Coturri, Jewell Vineyard, Pinot Noir 2005, Sonoma Mountain, CA, $30.00
While the wines aren’t labeled as such, Coturri is a biodynamic producer, believing that organic production isn’t the stuff of marketing, but rather, it’s the only way to make wine. This elegant Pinot hails from 60-year old vines and has raspberry and herbal aromas. Dry, with lively acidity, medium body and medium tannins, its flavors of raspberry and black cherry, coupled with pleasant herbaceousness, are very concentrated throughout the palate. 

Seghesio, Zinfandel 2005, Rockpile, CA $36.00
Known for its Zinfandels, Seghesio produces a range from different appellations and vineyards. The Rockpile rendition is spicy and juicy, with medium body, medium acidity, ripe tannins and rich flavors of spice, blueberry and blackberry.

CADE Winery, Cabernet Sauvignon 2005, Howell Mountain, CA, $60.00
Made in small quantities (only 400 cases), this wine comes from 9 year old vines grown at a 2,000 foot elevation, which is mostly Cabernet Sauvignon, with some Merlot to soften the wine. Aromas include menthol, along with some blackberry fruit in the background and oak. The dry palate displays medium acidity, high tannins and flavors of blackberry, oak and coffee.

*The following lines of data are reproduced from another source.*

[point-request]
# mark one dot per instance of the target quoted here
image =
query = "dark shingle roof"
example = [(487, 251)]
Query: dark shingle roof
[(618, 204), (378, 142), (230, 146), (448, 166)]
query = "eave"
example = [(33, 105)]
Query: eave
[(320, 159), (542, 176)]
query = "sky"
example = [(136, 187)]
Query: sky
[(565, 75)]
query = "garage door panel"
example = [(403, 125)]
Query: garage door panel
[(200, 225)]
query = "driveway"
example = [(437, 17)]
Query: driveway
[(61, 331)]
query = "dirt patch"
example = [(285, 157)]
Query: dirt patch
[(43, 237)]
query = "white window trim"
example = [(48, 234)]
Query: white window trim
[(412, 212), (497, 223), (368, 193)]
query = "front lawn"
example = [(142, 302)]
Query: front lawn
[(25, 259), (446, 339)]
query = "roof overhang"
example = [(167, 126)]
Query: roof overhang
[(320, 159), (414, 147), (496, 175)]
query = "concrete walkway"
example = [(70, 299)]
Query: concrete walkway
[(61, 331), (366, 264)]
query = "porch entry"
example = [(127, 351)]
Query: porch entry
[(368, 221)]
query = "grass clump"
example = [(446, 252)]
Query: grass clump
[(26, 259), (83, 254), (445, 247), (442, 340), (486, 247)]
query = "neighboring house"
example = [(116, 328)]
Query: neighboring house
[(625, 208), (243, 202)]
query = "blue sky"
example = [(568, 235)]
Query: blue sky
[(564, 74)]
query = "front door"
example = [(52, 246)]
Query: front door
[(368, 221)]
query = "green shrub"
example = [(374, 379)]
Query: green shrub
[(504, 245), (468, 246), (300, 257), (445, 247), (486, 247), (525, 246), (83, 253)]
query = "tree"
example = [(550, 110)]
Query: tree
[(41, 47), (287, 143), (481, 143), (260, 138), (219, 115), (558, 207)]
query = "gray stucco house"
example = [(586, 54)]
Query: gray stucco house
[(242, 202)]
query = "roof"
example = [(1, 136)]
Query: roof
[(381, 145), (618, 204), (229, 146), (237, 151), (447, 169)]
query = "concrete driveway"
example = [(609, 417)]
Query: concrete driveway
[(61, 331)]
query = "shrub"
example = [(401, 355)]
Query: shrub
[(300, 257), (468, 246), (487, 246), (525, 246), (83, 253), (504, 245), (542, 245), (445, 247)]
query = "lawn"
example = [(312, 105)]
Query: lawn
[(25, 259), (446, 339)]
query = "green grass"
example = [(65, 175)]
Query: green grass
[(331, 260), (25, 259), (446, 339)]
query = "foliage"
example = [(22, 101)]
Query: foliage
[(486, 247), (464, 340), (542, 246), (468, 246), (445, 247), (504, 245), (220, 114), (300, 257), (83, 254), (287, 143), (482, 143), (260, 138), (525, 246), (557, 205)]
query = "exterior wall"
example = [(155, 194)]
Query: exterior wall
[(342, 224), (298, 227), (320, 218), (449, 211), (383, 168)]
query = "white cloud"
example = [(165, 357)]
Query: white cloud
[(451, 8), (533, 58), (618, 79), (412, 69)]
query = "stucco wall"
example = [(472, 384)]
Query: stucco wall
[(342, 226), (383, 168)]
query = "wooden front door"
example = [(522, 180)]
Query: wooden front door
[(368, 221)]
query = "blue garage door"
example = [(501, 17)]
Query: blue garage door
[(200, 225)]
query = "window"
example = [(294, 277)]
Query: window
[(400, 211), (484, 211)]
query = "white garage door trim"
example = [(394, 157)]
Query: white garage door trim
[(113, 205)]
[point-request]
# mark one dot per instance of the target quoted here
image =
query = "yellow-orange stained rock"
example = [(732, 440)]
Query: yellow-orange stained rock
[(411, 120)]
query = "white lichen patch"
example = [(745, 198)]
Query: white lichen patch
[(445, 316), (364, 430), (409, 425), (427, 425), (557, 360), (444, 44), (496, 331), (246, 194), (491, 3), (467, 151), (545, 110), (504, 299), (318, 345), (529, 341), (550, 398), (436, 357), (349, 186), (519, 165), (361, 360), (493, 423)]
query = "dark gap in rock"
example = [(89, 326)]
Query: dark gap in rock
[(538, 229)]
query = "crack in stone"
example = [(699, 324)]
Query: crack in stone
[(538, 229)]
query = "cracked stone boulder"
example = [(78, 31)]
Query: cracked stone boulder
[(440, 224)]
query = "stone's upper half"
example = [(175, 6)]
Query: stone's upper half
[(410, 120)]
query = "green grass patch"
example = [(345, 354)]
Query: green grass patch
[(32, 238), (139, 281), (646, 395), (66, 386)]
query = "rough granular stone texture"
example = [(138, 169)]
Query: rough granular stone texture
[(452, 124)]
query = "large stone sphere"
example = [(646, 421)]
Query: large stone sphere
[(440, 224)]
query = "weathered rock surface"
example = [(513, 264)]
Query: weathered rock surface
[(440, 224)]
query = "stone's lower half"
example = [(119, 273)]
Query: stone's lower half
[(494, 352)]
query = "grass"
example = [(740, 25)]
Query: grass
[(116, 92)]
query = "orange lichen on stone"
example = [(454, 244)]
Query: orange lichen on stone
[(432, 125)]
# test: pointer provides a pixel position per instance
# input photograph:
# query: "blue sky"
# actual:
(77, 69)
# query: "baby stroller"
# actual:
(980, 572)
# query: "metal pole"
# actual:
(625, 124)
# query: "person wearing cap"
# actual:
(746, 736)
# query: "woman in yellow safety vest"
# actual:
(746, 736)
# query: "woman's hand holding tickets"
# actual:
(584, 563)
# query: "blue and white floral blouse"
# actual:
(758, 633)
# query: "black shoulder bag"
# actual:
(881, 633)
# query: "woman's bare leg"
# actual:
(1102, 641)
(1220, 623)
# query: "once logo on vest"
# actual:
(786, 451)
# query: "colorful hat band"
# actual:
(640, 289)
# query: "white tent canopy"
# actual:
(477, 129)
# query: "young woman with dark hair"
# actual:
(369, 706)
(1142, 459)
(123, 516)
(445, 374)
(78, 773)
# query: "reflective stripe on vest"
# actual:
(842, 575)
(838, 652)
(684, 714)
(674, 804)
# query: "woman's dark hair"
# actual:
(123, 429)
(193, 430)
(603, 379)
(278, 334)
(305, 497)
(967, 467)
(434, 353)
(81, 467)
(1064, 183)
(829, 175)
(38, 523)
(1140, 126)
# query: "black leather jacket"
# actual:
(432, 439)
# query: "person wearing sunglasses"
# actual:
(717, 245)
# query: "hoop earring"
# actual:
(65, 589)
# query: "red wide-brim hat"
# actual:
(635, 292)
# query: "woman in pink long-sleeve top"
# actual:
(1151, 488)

NB: The wines selected for this month’s newsletter carry higher average prices than our usual selections, but we believe that these wines deliver excellent quality, while still providing good value. There are significant numbers of lower-priced California wines, most of which are commercially-made, cheap and cheerful wines with grapes sourced from throughout the state. With the high cost of land values in Napa and Sonoma, it is costlier to make great, artisanal wines, as these represent. Yet, with people choosing to stay in more frequently, as opposed to dining out, these wine costs provide you with the ability to trade up, while still keeping expenses reasonable.